SCOTTSDALE, Arizona, U.S.A. — Some might call it borrowing from the parts bins, but the folks at Saturn call it “leveraging.”

That's what they did to add a midsize model to the Saturn lineup in order to offer something for the current Saturn-owner base of 2 million loyal customers to move up to.

The L-Series is a pair of midsizers, a sedan and a wagon, with a couple of engine choices including an all-new 2.2L designed by Saturn engineers and built at the revamped Tonawanda, New York, U.S.A., engine plant.

This aluminum “world engine” is unique to Saturn for now, with its lost-foam casting manufacturing, but it will see life in plenty of other General Motors Corp. and Adam Opel AG models in the future.

The up-level 3L powerplant in the LS2 and LW2 is borrowed. It comes from Ellesmere Port, U.K., and currently is used in the Opel Omega, Cadillac Catera and Saab 9-5.

Transmissions also come from other GM applications. The 5-speed manual for the 2.2L comes from Saab. The 4-speed 4T40E electronically controlled automatic in the 2.2L began life in GM's Cavalier, Sunfire, Malibu, Grand Am, Alero and Cutlass.

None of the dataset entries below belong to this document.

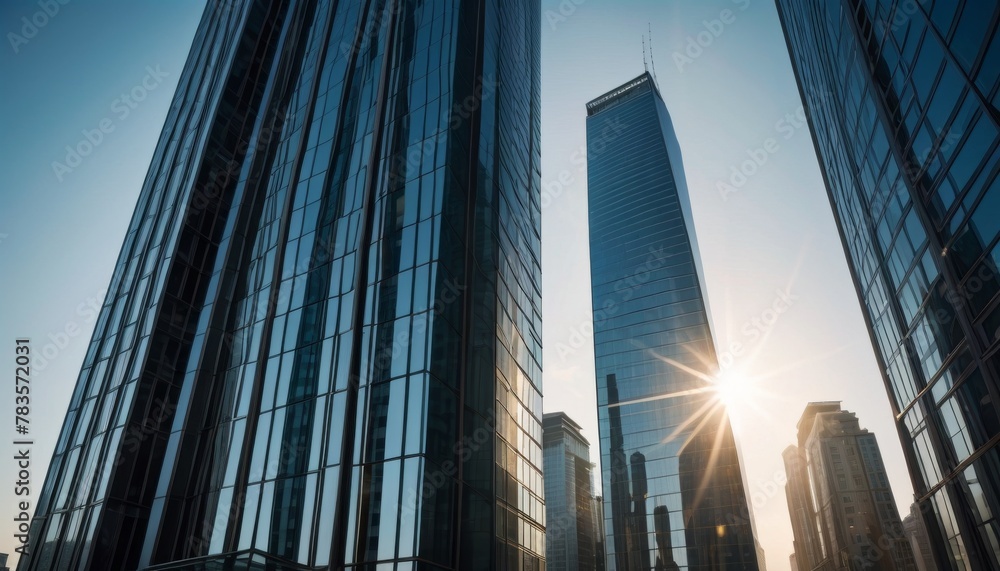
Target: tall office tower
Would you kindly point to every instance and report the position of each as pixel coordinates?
(670, 468)
(916, 533)
(569, 503)
(798, 492)
(849, 507)
(321, 342)
(902, 98)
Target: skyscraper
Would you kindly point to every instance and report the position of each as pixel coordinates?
(569, 503)
(843, 514)
(671, 472)
(321, 342)
(902, 100)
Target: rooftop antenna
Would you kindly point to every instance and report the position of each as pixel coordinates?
(644, 66)
(652, 62)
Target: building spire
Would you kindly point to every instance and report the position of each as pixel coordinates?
(652, 62)
(644, 66)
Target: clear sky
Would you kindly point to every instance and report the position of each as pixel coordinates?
(772, 238)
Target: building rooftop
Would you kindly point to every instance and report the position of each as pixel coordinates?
(623, 91)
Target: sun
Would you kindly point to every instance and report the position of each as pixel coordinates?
(733, 389)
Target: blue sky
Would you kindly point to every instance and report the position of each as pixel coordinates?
(730, 96)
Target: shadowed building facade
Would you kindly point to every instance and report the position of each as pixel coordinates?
(902, 99)
(674, 496)
(321, 344)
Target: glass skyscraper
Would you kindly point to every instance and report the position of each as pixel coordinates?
(674, 496)
(902, 99)
(321, 346)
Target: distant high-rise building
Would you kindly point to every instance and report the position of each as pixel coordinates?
(321, 344)
(798, 493)
(903, 100)
(600, 560)
(916, 533)
(569, 501)
(848, 502)
(670, 468)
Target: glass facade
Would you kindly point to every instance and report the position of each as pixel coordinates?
(903, 100)
(321, 343)
(674, 496)
(569, 504)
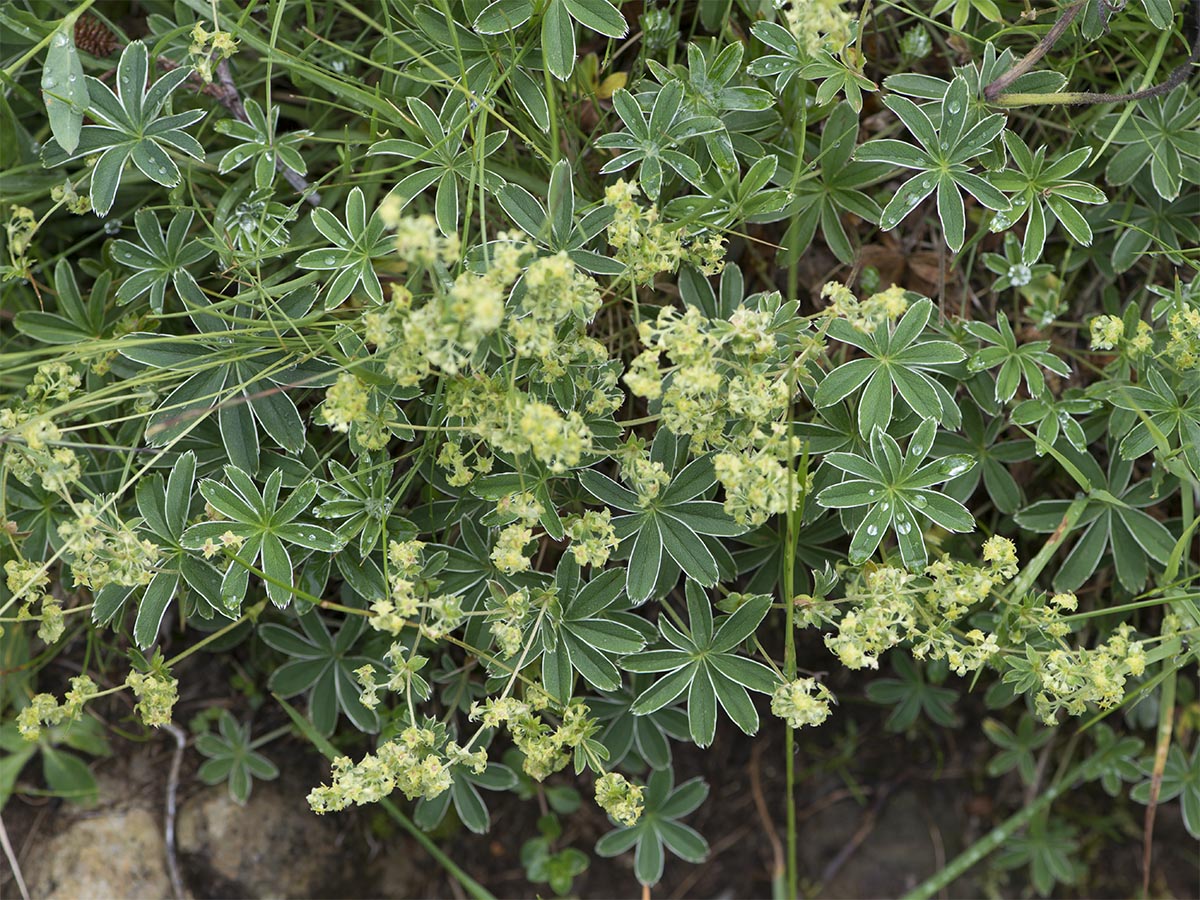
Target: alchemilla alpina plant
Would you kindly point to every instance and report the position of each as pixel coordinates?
(523, 393)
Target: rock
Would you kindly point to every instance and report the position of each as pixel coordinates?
(273, 847)
(114, 853)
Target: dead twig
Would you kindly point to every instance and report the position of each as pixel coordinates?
(177, 882)
(12, 862)
(760, 802)
(864, 829)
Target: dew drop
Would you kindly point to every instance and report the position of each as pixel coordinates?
(1020, 275)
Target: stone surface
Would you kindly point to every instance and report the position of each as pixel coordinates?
(271, 847)
(112, 853)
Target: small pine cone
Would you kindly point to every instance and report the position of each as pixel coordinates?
(95, 37)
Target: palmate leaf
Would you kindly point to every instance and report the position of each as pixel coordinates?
(232, 759)
(941, 159)
(160, 261)
(895, 491)
(659, 829)
(323, 665)
(1114, 520)
(64, 87)
(131, 129)
(666, 527)
(581, 635)
(265, 529)
(357, 244)
(899, 364)
(702, 664)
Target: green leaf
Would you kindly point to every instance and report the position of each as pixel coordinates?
(64, 88)
(558, 40)
(600, 16)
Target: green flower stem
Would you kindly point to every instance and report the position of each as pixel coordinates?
(994, 839)
(251, 613)
(1024, 581)
(318, 741)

And the 4-speed automatic 4T45E in the 3L is in use on Cavalier, Sunfire, Grand Am and Alero. Both transmissions are built in Windsor, Ontario, Canada.

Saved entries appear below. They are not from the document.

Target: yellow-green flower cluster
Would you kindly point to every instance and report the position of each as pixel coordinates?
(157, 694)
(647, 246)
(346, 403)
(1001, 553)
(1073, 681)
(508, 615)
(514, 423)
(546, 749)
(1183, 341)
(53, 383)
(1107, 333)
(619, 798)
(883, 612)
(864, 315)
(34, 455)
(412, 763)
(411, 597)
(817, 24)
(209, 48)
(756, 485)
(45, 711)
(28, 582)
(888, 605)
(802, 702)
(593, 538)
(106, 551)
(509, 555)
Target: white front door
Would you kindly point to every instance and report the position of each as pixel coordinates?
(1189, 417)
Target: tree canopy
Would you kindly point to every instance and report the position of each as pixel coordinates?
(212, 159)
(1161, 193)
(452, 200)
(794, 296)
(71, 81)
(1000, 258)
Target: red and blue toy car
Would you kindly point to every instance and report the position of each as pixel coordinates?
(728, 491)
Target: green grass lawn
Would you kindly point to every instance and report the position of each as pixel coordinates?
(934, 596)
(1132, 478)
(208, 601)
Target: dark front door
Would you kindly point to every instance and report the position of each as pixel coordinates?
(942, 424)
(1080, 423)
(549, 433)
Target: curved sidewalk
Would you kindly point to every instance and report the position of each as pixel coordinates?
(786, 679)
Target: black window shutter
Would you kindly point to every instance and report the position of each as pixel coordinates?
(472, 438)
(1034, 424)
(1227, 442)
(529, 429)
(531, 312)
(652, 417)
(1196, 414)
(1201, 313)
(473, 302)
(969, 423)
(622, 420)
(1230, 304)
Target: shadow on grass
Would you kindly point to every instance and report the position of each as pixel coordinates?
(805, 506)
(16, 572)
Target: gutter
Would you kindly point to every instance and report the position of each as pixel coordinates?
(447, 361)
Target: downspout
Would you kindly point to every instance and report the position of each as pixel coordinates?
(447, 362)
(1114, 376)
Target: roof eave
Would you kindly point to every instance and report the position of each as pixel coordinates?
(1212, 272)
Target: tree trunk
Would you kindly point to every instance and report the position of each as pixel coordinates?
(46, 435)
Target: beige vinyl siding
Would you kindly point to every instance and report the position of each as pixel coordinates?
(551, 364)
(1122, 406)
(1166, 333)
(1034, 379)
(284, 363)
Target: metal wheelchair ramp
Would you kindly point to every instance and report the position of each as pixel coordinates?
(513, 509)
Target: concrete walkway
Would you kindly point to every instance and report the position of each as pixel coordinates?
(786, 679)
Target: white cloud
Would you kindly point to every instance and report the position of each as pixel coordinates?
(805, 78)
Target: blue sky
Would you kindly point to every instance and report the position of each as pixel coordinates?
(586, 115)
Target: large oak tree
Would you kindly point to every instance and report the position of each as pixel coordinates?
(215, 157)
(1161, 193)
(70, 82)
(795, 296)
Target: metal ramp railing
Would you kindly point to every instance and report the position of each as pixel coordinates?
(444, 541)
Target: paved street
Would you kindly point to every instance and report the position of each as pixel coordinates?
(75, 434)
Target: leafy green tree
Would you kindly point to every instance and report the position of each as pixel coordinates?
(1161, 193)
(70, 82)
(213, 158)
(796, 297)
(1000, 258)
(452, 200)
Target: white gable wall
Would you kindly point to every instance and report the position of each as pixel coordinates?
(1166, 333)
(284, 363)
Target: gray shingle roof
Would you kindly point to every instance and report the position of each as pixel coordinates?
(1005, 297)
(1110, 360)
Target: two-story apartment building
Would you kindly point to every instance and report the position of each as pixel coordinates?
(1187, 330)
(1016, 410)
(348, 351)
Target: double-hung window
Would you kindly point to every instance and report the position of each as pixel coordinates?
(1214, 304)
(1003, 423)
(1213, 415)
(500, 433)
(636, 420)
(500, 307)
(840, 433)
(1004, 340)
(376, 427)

The original platform, conceptually, for this big Saturn also is borrowed. It comes from the Opel Vectra. But Saturn team members are quick to point out that this is not a rebadged Vectra. Vehicle Chief Engineer Grant Carithers explains that early discussions on adding a larger Saturn led to talks with the folks at Opel. “But the intent was never that this car would be a rebadged Opel. The Vectra doesn't use either of the powertrains we use on this, nor do they use the same transaxles,” Carithers says.

Not to mention that the Saturn uses plastic body panels on a space frame. And it's also longer and wider than the current Vectra and comes with 38.1 cm (15-in.) wheels vs. the Vectra's 35.6 cm (14-in.).

Styling on the L-Series, both inside and out, is uniquely Saturn. But a European GM look also seeps through, especially in the LS sedans, with vague similarities to Catera and the old Saab 9000.

The LW wagon styling is clean and distinct from the sedan — unlike competitors Accord and Camry, with roof and rear door lines that look like an afterthought. The L-Series wagon offers a solid, serious European estate image, somewhat Volvo-like, which will not hinder its curb appeal.